Previous studies on HIV among Latinos have found numerous barriers to HIV testing practices and future testing intentions, including: country of origin, low educational attainment, poor English proficiency, male sex, not knowing someone with HIV, being an MSM uncomfortable with sexual orientation, being uninsured, not having a regular source of care, poor HIV knowledge, low perceived risk and fear of stigma and the social (e.g. victimization) and legal consequences (e.g. deportation) associated with testing and diagnosis (Craig et al., 2012; Fernandez et al., 2003; Fernandez et al., 2005; Gilbert & Rhodes, 2013; Glasman et al., 2010; Jenness et al., 2009; Lopez-Quintero, et al., 2005; Montealegre et al., 2012; Morales-Aleman & Sutton, 2014; Seña et al., 2010; Solorio et al., 2013; Wohl et al., 2009).

Considering existing literature reviewed above and the increasing burden that HIV poses to heterosexual Latina women in Florida, our study of HIV testing among at-risk Latino women seeks to expand the existent knowledge on HIV testing by: 1) studying the role of HIV testing factors previously identified (e.g., age, access to health care) together with other partner-relationship characteristics (e.g. quality of the current romantic relationship) and behavioral and psycho-social factors (e.g., alcohol or drugs intoxication before/during sex) that have not been explored; 2) focusing on a highly vulnerable and understudied population of minority women at risk of getting infected, and 3) using a longitudinal design, as most of the factors associated with HIV testing have been identified in cross-sectional studies.

Methods

Study sample

As part of the “Longitudinal Study of Drug Abuse & HIV Risk Among Latina Mother-daughter Dyads”, a convenience sample (n=320 women) of adult Latina mother and daughter dyads (18+ years old) living in Miami-Dade County, Florida was recruited via the snowball sampling (chain referral) method between 2005 and 2007. The study purposely attempted to recruit substance using and non-using participants to ensure adequate range of variability in alcohol/drug use practices. Five years later, between 2010 and 2011, 299 of the women who participated at baseline were re-interviewed (attrition rate=7%). A detailed description of the study methods, sample selection criteria, and sampling methods is provided elsewhere (De La Rosa et al, 2010; De La Rosa et al, 2014).

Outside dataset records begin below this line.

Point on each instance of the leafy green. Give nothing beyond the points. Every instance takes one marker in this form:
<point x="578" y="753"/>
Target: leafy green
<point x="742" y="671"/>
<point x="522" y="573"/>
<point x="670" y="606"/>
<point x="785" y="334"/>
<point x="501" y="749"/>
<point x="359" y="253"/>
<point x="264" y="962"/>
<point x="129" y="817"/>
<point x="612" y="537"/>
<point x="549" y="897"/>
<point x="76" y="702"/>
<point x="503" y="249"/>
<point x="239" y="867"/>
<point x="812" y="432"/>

For this paper, we analyzed data from a subsample of 168 women who 1) engaged in unsafe sex (anal or vaginal sex without condom at least once in the 12 months prior to baseline assessment), 2) self-reported negative HIV serostatus at baseline, 3) participated in both waves of data collection, and 4) were sexually active over the follow-up period. We tested for patterns of missing data in our sample. From the original sample who met the first two criteria (n=191), 23 women did not participated in the follow-up or did not provide information regarding their HIV testing practices between baseline and follow up. No differences were found between these 191 women the 168 women included in this study (p≥0.05). The main causes of attrition included: death, hospitalization, or refusals.

Data collection

Study participants were administered a face-to-face structured standardized questionnaire. At follow-up, data were collected using the Computer Assisted Personal Interview software (CAPI). Consent forms and questionnaires were available in English and Spanish. Interviews lasted approximately 1 to 1.5 hours to complete and participants received a $40.00 and $50.00 stipend at each interview, respectively. Interviews took place at locations convenient to participants (e.g. participants’ homes or in public places). Trained bilingual female interviewers were hired to complete the interviews, which helped mitigate reading and literacy barriers. The study protocol was approved by, and conducted in compliance with, the institutional review board at a large southeastern university.

Study variables

HIV-testing was assessed by using a binary item indicating whether the participant reported having had an HIV test prior to the interview or since the baseline interview. Reasons for not having been tested for HIV were assessed with an open-ended question and recoded in six categories for analytical purposes. We included in the models covariates previously identified as predictors of HIV testing and covariates of interest that never have been explored. Detailed operational definitions of the covariates are provided in Appendix 1.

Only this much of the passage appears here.